I wake up with my clothes on even though I hung them in the wardrobe yesterday. The yellow sweater, the brown skirt with the suspenders and the black tights. Everything is exactly the way they were before I took them off. Even the dark brown boots are on, the shoelaces are tied in a ribbon. I guess this is yet another thing that happens when you die, stuck in all eternity with the same clothes you had the day you died. I could be worse, I tell myself.
I slightly pull the brown skirt, I can't feel the material against my fingers. I can't even think of how it used to feel. There's a memory there somewhere, like when you have a word that you forgot on the tip of your tongue.
I pull up my sleeve and pinch myself, I still feel nothing. Not the feeling of skin against my fingers nor the pain. I pinch harder, nothing happens. Not even a mark is left when I let go. I sigh and get up from the bed and leave the cover pushed against the wall.
Breakfast. I'm not hungry and probably never will be again. Clover had said that they still ate, maybe they still do it so they can keep some of their humanity left one way or another. To make it feel normal, like it did when we were alive.
I don't feel like eating, but if I can sleep without being tired, I can eat without feeling hunger. Besides, Clover is waiting for me, he had told me he would show me the dining hall. I can't keep myself locked into the room for all eternity even though that is what I would prefer.
I stand next to the pinboard on the other side of the room and try to ignore the eternal rain on the outside. I look at the photographs.
I – Jonna. Dad – Mikael. Sister – Emma.
I repeat it many times. I recognize them and know who they are. All of my memories are still here, nothing is missing from what I knew and could remember from yesterday. I sigh of relief and continue to study the photographs and repeat their names. I think of some memories from my childhood, the forest me and Emma had been in the day I died, of how my dad carved faces of trolls in trees. I move on to the notes, I don't have any photographs of my mom, but I read the notes multiple times and imagine how she looks like.
It feels like if I close my eyes I'll wake up in my apartment in Gothenburg and everything has been a dream. It's a hopeless wish.
I force myself to reach the wooden door, on the other side of the darkness there's no soul wanderers in the labyrinth of corridors. I hadn't seen anyone yesterday either, it had been just as lonely as today. I close the door and I realize I can't actually hear the sounds of a smalltown on the outside, like the strange world I walked into doesn't exist on the outside of this building.

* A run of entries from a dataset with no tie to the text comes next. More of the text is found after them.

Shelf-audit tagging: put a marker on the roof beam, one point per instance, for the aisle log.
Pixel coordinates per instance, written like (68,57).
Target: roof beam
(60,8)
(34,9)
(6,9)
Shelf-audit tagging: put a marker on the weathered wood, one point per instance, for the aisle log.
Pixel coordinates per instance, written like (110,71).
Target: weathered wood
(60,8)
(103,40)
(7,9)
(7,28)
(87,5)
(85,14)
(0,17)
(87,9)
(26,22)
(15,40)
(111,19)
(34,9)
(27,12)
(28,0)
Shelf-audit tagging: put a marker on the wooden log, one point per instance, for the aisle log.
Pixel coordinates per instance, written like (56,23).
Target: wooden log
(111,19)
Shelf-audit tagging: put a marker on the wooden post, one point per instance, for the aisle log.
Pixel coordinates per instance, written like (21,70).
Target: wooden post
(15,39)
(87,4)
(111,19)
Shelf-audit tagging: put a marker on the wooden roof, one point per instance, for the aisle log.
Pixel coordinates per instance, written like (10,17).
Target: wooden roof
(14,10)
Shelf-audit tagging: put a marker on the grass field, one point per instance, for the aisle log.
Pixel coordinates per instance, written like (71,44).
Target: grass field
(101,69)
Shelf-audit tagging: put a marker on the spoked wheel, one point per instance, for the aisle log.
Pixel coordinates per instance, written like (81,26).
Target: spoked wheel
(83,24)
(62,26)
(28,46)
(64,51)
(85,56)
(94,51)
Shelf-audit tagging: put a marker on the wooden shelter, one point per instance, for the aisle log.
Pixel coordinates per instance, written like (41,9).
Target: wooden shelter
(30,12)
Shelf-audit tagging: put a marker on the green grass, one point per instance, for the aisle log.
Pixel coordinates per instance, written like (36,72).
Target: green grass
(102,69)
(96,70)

It doesn't take a long time to find my way out of the labyrinth of corridors, there's a feeling that tells me what way to head so I can reach the Eleven again. Clover is outside of the building leaning towards the wall, he doesn't look annoyed so he can't have waited too long. The eleven looks like it did yesterday, with its dark blue grass and the black stone slabs that covers the street and with its black-pink glass sky. It doesn't feel as beautiful today, now it's like we're in a glass globe and can't get out.
I force a smile for Clover, but it never reaches my eyes.
"Breakfast," he says, "I'm going to show you the dining hall."
Clover seems to be done with whatever he did yesterday, since he doesn't look as tense.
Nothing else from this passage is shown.